Coco Gauff has failed to hit the heights she achieved back at the start of June, when she won her first Roland Garros title. After being knocked out in the Cincinnati quarter-finals, there are a lot of questions being asked about one specific part of her game.
The American number one had a bitterly disappointing but brief grass campaign, playing and losing two games in Berlin and Wimbledon. She attempted to bounce back at the Canadian Open, but after sneaking past fellow American Danielle Collins and Cincinnati semi-finalist Veronika Kudermetova, she was halted in her tracks by an 18-year-old Victoria Mboko, who not only knocked out the number one seed but went on to win the event, attracting attention from the whole tennis world.
With her home Grand Slam coming rapidly up, Gauff was in need of a good run to fine tune her preparations for the event where she won her first Grand Slam as a 19-year-old. She got past Xinyu Wang and Lucia Bronzetti, with a bye sandwiched between those victories.
One notable thing in these ties was that her serving was not up to par. She hit eight doubles faults in the win over Wang, but that would only be half of what she would rack up in the quarter-final defeat against Jasmine Paolini, in a repeat of the Rome final earlier this year. In a low-quality game involving 14 breaks of serve, it was the Italian who moved on, while Gauff was punished for her lacklustre serving display.
The 16 double faults from her last game are not a one-off stat for Gauff. In the victory over Collins in Montreal, she struck a staggering 23 double faults, the fifth highest in a WTA tour match. Her tally has been extended to 293 this year with an average of 6.11 per match. According to Sliding Backhand on X, Gauff has played 19 matches this year where 10% of the points on her serve have ended in a double fault, with the issue cropping up much more recently, with 12 in the last 17 boasting that unpleasant stat.
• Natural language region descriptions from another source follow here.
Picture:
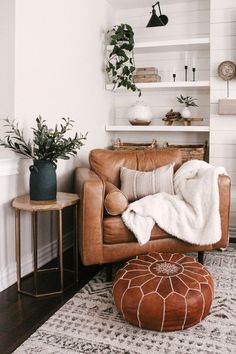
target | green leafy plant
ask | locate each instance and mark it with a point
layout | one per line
(187, 101)
(120, 65)
(47, 144)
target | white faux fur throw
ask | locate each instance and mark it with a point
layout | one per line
(191, 215)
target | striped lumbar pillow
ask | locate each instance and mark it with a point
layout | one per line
(137, 184)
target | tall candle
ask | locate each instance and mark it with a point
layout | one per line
(185, 58)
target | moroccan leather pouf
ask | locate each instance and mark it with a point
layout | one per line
(163, 291)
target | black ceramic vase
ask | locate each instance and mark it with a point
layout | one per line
(43, 180)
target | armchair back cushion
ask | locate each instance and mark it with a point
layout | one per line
(107, 163)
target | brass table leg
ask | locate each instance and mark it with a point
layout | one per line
(18, 253)
(35, 245)
(60, 248)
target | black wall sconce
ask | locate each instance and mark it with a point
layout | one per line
(155, 20)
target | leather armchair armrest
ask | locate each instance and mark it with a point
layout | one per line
(224, 191)
(91, 190)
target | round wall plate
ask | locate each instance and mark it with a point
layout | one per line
(227, 70)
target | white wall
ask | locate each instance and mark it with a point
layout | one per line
(7, 29)
(223, 128)
(59, 71)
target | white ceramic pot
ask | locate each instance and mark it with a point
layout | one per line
(186, 113)
(139, 114)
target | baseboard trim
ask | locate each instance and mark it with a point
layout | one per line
(45, 255)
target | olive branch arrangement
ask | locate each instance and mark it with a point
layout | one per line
(187, 101)
(47, 144)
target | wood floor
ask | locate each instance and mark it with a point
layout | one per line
(21, 315)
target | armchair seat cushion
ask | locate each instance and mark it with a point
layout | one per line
(115, 231)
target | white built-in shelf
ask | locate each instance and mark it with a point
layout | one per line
(169, 84)
(175, 44)
(157, 128)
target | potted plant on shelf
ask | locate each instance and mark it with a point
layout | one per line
(120, 65)
(188, 101)
(45, 148)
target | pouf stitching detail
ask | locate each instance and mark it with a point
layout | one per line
(194, 266)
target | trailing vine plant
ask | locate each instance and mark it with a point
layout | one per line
(120, 65)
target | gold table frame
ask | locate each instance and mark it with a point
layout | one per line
(24, 203)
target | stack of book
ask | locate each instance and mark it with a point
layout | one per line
(146, 75)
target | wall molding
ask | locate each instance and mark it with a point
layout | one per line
(9, 166)
(45, 255)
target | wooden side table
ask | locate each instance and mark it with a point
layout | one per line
(24, 203)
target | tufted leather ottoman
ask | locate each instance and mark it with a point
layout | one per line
(163, 291)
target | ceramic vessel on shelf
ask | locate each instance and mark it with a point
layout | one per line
(139, 114)
(186, 113)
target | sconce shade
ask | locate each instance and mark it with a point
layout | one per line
(155, 20)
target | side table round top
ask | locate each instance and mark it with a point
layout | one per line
(63, 200)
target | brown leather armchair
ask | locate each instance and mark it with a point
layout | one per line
(104, 238)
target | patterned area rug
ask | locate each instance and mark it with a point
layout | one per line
(89, 322)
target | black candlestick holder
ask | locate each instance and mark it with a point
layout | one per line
(186, 72)
(194, 74)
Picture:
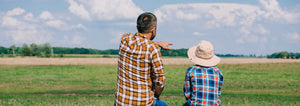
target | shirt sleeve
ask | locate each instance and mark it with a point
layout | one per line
(220, 82)
(187, 85)
(157, 66)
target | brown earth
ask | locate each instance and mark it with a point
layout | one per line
(113, 61)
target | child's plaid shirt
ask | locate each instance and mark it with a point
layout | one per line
(203, 85)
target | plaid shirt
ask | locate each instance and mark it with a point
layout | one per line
(203, 85)
(139, 67)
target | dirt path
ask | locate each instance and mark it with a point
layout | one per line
(113, 61)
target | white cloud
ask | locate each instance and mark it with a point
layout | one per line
(273, 11)
(198, 34)
(293, 36)
(79, 10)
(55, 23)
(46, 15)
(15, 12)
(29, 17)
(74, 40)
(104, 9)
(8, 21)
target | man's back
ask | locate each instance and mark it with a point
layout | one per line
(138, 59)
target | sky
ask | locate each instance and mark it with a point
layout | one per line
(259, 27)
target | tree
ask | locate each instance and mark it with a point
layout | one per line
(13, 48)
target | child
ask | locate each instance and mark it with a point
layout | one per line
(203, 81)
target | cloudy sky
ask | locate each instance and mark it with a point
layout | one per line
(258, 27)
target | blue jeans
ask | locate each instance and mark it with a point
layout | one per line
(159, 102)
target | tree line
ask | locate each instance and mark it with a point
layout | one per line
(46, 50)
(42, 50)
(284, 54)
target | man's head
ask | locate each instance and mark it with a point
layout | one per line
(146, 23)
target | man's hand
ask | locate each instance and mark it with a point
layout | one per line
(164, 45)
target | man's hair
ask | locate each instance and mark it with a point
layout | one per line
(146, 22)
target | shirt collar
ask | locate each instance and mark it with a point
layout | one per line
(141, 35)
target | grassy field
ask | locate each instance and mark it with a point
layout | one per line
(244, 84)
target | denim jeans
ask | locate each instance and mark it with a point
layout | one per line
(159, 102)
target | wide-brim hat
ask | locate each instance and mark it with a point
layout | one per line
(203, 54)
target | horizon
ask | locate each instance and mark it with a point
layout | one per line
(259, 27)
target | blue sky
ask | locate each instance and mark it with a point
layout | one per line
(258, 27)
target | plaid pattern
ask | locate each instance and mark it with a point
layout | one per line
(203, 85)
(139, 67)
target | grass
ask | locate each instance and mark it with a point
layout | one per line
(244, 84)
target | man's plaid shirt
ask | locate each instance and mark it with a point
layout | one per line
(202, 86)
(139, 67)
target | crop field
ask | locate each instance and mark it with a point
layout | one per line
(248, 84)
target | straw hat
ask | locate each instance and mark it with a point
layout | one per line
(203, 54)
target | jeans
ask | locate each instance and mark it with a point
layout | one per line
(159, 102)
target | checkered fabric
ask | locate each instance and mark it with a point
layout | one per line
(139, 67)
(202, 86)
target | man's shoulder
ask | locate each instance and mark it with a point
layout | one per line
(126, 35)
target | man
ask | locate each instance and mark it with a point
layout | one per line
(203, 81)
(141, 77)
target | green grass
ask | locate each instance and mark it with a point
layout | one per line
(244, 84)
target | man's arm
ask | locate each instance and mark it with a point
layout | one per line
(158, 78)
(164, 45)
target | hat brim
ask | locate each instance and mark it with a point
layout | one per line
(203, 62)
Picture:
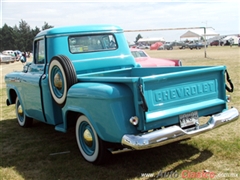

Matches per season where more than 10% of Coco Gauff's service points were double faults:
— Oscar (@SlidingBackhand) August 16, 2025
2021: 10 (50 matches)
2022: 14 (61)
2023: 5 (67)
2024: 26 (71)
2025: 19 (47)
It's happened in 12 of her last 17 matches.
This follows on from last year, where she struck a total of 430 double faults, the fourth highest in WTA history, only behind Jelena Ostapenko with 436, Marion Bartoli, who hit 437, and Camila Giorgi, whose 458 double faults in 2015 place her top of the list. She also leads the tour in double faults, having failed to find the opponent's service box 250 times in 41 matches, 57 more than the next tennis player.
All of this raises the question: why is Gauff's second serve so unreliable? It is partly to do with her technique, with an inconsistent preparation heading into the serve, whether that is a poor ball toss or slack racquet timing. It is also to do with her body movement, unable to rotate her body or position her feet correctly to produce the cleanest serve. The American may also struggle with the mental side, fully aware of the mistakes she is making and putting herself under needless pressure not to do it again, culminating in more.
Despite these deficiencies, she has proved that she can still compete at the top level. In the Roland Garros final, she hit eight double faults and won only 50% of her second service points. She still went on to claim the title. Although last year her serving problem was bad, she still went on to claim the WTA finals. Still in number two in the world, Gauff has to find a way of improving her serve so ties such as Paolini do not keep regularly occuring.